Het is effectief om planologisch te anticiperen op lokale verschuivingen in de contouren die de gebieden begrenzen waar bewoners recht hebben op woningisolatie dan wel waar gemeenten niet mogen bouwen vanwege de kans op geluidsoverlast in de toekomst. Het is van belang om daarbij ruime tijd vooruit te kijken, met medeneming van hard opgelegde optimalisaties in de lucht. Dit voorkomt enerzijds dat onvoldoende rekening wordt gehouden met nieuwe potentiële overlastgebieden en anderzijds dat er nu beperkingen aan woningbouw worden opgelegd die op termijn niet meer nodig zijn. Zoals eerder aangegeven kunnen de kosten van dit ruimtebeslag namelijk aanzienlijk zijn.

Het exacte tempo waarin afstemmingsmaatregelen en de mogelijke beleidsmatig te kiezen combinaties kunnen worden ingevoerd zijn in deze studie niet onderzocht. Ten aanzien

van de robuustheid van het beleid is daarom slechts globaal aan te geven waar beleidsmatig rekening mee gehouden zou kunnen worden met de maximale omvang van de contouren in de periode voor 2020. Voor de diverse maatregelen ter optimalisatie van de geluidsoverlast kan dit door de omhullende contouren te nemen van de individuele contouren die ontstaan als telkens maar één maatregel is uitgevoerd of door de contouren te nemen die ontstaan als het hele pakket van maatregelen in 2020 zou zijn uitgevoerd. De verschillen die dan ontstaan zijn getoond in Figuur 6.3.1. In het ene geval wordt dus maximaal rekening gehouden met de onzekerheden in de fasering en exacte uitvoering van de maatregelen, in het andere wordt vooral rekening gehouden met het feit dat de ruimtelijke reserveringen zeer kostbaar kunnen zijn (zie vorige hoofdstuk). De getoonde contouren zijn niet direct vergelijkbaar met de officiële gebieden die zijn ingesteld met het oog op de beperking van de geluidsoverlast. Dit komt vooral doordat deze gebieden (nog) zijn gebaseerd op de ‘oude’ dosismaat, de Ke, maar ook doordat bij de vaststelling of bepaling van deze gebieden rekening is gehouden met jaarlijks wisselende meteorologische omstandigheden. Dit is gebeurd middels een verruiming op basis van de eerder genoemde meteomarge. Ophoging van de contouren uit Figuur 6.3.1 met deze meteomarge zou leiden tot enigszins ruimere contouren.

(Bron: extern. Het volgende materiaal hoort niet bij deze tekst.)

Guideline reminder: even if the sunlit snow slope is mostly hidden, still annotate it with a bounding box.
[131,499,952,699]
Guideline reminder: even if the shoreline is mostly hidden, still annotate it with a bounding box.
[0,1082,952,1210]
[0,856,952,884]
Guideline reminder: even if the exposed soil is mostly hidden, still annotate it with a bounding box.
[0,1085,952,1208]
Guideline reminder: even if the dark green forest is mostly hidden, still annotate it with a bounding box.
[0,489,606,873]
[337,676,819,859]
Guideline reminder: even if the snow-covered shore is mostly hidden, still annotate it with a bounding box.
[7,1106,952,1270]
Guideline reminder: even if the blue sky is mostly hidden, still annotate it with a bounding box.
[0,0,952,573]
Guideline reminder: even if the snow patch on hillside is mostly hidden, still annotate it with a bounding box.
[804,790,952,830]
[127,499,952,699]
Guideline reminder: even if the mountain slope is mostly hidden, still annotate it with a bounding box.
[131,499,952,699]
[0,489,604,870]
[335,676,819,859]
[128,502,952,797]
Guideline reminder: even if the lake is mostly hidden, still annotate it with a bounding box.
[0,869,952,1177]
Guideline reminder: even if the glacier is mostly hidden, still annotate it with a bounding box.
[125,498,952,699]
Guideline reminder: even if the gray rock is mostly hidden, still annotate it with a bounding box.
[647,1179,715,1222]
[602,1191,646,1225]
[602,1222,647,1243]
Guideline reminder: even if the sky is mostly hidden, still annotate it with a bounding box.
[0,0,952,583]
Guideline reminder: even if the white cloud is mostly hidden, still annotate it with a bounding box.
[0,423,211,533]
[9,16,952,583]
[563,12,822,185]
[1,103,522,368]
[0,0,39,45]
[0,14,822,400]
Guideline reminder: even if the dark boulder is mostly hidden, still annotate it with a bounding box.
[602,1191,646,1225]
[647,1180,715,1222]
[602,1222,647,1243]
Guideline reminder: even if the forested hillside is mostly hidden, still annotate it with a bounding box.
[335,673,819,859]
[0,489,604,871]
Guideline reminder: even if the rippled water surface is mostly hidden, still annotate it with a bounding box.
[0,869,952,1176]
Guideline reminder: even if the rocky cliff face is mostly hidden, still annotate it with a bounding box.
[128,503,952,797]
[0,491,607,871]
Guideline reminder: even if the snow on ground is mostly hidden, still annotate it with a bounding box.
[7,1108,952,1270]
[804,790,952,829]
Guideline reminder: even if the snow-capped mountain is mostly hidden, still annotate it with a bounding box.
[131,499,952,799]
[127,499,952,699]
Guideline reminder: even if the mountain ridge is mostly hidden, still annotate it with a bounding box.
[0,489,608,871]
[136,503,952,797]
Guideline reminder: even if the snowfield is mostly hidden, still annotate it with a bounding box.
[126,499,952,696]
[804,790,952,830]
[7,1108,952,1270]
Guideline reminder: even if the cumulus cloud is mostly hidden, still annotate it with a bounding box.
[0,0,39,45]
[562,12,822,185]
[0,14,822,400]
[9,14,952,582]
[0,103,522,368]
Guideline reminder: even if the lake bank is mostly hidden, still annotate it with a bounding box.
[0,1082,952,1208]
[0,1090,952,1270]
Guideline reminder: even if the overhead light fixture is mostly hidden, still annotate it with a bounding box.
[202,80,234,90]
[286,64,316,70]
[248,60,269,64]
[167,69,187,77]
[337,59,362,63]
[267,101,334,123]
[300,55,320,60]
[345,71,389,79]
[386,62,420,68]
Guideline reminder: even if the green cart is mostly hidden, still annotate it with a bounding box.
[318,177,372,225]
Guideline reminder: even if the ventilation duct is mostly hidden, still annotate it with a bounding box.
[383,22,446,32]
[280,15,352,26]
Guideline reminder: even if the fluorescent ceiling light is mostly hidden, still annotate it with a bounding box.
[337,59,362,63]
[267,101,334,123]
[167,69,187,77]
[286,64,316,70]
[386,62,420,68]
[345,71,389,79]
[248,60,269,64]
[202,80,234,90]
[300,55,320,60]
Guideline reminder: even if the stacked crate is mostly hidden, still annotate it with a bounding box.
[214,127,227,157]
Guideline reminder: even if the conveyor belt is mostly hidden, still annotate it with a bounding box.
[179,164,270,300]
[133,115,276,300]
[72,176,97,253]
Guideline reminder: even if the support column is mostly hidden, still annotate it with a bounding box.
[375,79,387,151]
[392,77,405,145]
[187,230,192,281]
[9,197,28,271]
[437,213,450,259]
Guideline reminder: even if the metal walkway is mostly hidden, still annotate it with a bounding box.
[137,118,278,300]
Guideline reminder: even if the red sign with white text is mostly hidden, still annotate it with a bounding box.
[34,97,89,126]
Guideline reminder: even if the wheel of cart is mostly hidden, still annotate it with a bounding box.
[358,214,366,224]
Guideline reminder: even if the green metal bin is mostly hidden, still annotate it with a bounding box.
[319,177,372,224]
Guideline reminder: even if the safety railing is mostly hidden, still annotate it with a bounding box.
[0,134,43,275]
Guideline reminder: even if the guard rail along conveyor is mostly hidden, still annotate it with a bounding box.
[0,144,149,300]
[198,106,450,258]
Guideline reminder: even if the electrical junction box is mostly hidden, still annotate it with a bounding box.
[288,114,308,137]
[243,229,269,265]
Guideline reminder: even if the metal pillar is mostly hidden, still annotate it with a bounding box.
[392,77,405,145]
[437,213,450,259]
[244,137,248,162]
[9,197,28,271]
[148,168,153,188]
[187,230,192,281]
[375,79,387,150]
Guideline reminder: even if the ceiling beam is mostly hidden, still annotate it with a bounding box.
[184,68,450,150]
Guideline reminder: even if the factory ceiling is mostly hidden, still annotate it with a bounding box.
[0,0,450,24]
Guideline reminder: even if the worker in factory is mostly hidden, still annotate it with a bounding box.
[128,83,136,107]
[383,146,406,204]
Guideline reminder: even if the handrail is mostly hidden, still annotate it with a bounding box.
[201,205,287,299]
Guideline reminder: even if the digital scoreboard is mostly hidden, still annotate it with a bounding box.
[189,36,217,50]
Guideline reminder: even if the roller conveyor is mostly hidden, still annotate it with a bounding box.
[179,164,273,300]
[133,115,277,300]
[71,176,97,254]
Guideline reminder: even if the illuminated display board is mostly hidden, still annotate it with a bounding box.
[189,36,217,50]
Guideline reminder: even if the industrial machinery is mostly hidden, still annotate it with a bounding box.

Figuur 6.3.1 Indicatie van gebieden waarbinnen omwonenden in aanmerking komen voor woningisolatie dan wel waar grootschalige woningbouw wordt beperkt ter beheersing van de geluidsoverlast waarbij maximaal rekening wordt gehouden met toekomstige ontwikkelingen in de periode voor 2020 (links) en waarbij wordt uitgegaan van de eindsituatie in 2020 waarbij alle afstemmingsmaatregelen zijn uitgevoerd (rechts).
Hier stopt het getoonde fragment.